SEN LLC

Posted on Apr 15

TOTP From First Principles: Building an RFC 4226 / 6238 CLI in Rust

#rust #cli #security #tutorial

A small Rust CLI that generates TOTP / HOTP codes, parses otpauth:// URIs, and verifies user-supplied codes against a clock-drift window. No dependency on totp-rs or oath-toolkit. Everything — base32, HMAC wiring, dynamic truncation, URI format — is written out so you can read it.

Source: https://github.com/sen-ltd/otp-cli

Every 2FA backend on earth — your GitHub, your AWS console, your bank, your employer's SSO — runs the same twenty-year-old algorithm to decide whether the six digits you just typed are the six digits it was expecting. That algorithm is TOTP (RFC 6238), which is itself a two-line wrapper around HOTP (RFC 4226). It is embarrassingly small. You can hold the whole thing in your head, and once you do, a lot of 2FA mystery dissolves.

I built otp-cli because every time I debug a broken TOTP integration I end up either (a) installing oathtool (C, unmaintained binary packages on macOS), (b) pip install pyotp (Python, not always available in the container I'm debugging), or (c) pulling in a Rust crate whose source I haven't read. What I actually wanted was a single static binary that I trust because I wrote it, that prints the RFC 4226 Appendix D test vectors on demand so I can prove to myself the math is right, and that speaks the same otpauth:// URI format a QR code encodes.

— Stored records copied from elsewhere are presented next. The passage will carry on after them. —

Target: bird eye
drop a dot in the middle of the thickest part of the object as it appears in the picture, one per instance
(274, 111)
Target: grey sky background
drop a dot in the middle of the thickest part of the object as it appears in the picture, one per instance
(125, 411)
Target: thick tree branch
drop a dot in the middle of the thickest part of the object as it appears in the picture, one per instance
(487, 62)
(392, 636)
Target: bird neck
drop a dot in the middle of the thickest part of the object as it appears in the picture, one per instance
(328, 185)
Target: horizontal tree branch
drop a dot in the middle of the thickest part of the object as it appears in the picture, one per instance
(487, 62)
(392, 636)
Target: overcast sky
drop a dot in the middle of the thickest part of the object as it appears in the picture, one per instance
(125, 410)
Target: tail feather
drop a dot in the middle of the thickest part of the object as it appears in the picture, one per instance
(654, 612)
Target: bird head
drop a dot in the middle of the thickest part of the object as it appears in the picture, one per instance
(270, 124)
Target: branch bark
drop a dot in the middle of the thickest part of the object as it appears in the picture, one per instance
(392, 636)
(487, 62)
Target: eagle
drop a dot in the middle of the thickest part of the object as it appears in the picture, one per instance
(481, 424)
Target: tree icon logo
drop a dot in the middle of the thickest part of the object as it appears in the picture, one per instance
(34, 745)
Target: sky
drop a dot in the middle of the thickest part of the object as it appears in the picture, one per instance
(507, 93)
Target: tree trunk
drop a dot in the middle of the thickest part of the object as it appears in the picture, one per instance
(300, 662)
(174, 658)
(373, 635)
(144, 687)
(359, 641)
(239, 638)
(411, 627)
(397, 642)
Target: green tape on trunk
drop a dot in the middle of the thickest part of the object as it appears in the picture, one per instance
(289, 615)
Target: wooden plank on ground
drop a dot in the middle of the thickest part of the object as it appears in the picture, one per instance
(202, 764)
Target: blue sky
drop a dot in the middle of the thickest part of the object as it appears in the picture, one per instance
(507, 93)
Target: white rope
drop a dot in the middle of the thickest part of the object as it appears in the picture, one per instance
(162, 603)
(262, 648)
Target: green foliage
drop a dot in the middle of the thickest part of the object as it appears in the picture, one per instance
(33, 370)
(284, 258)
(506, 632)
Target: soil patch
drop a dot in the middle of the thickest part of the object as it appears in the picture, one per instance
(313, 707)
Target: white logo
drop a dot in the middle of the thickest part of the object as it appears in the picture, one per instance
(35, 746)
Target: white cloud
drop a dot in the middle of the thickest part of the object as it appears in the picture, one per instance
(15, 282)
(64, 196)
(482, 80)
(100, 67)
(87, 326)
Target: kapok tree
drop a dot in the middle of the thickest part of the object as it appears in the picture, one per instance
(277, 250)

This post walks through what TOTP actually is, the three non-obvious bits of it, and the Rust code that implements them.

The problem

You scan a QR code with Google Authenticator. A six-digit code appears and changes every 30 seconds. On the server side, the same six-digit code must appear — without any network round-trip — using only a shared secret that was handed over at enrollment time. How?

The answer is HMAC, a counter derived from the clock, and a 1,300-line RFC you can read in an afternoon. No elliptic curves, no challenge-response, no clever ratcheting. Just:

counter = floor(unix_time / 30)
digest  = HMAC-SHA-1(secret, counter_as_8_bytes_big_endian)
code    = last_6_digits_of(dynamic_truncate(digest))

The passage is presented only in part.